« Nous transformerons le tournoi en Disneyland du tennis » : la tempête des prix des billets pour l'US Open
Le tournoi du Grand Chelem qui a débuté cette semaine a suscité une tempête pour de mauvaises raisons : un billet dont le prix officiel est de 65 dollars est revendu sur le marché secondaire à plus de 300 dollars, et l'Association américaine de tennis encaisse des deux côtés. Alors que la réputation du « tournoi du peuple » s'érode, tout le monde parle déjà ouvertement de sa transformation en un événement commercial et de divertissement d'une nouvelle envergure.

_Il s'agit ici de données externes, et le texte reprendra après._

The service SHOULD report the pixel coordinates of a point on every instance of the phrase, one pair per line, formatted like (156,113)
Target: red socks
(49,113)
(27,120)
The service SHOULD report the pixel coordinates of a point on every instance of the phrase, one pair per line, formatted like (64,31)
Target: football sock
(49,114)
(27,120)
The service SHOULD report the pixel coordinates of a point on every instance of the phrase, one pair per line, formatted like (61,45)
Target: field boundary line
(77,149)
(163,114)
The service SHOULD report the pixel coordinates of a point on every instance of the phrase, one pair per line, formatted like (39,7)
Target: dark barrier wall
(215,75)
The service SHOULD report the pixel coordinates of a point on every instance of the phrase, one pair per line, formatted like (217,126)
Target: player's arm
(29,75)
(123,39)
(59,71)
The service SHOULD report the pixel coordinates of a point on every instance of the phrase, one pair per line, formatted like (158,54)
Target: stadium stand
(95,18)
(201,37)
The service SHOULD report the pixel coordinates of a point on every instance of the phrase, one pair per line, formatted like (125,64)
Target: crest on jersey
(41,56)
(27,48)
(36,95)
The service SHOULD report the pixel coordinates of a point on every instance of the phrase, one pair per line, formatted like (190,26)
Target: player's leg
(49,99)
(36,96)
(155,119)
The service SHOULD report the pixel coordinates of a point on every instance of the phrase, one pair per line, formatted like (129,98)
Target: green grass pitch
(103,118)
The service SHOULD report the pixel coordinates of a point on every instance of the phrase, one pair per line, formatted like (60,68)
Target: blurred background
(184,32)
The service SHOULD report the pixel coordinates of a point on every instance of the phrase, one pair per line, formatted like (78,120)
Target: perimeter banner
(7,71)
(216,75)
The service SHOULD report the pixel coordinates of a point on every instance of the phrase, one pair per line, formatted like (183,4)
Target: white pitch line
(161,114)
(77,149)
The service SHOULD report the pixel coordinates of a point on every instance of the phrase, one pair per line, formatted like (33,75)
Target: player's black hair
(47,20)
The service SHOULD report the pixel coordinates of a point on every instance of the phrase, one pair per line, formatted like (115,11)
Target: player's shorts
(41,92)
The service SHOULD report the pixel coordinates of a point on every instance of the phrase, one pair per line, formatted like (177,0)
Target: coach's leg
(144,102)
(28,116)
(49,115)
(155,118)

Le tournoi de l'US Open qui a débuté à New York suscite un tollé public. Beaucoup sont indignés par les prix élevés des billets vendus sur le marché secondaire : un billet vendu lors de la vente officielle à 65 dollars est revendu à plus de 300 dollars. Le milliardaire Bill Ackman a critiqué l'Association américaine de tennis (USTA), qui gère la compétition, pour avoir permis aux billets d'atteindre des prix aussi élevés, surtout pour des places ne garantissant pas un bon emplacement. Le maire de New York, Brad Lander, qui avait acheté 1 000 billets à prix réduit pour les résidents de la ville, s'est rapidement joint à la critique.
Le tournoi est connu pour sa réputation de « Grand Chelem du peuple ». Cependant, la hausse du prix des billets nuit à ce statut et pousse « le peuple » hors des courts.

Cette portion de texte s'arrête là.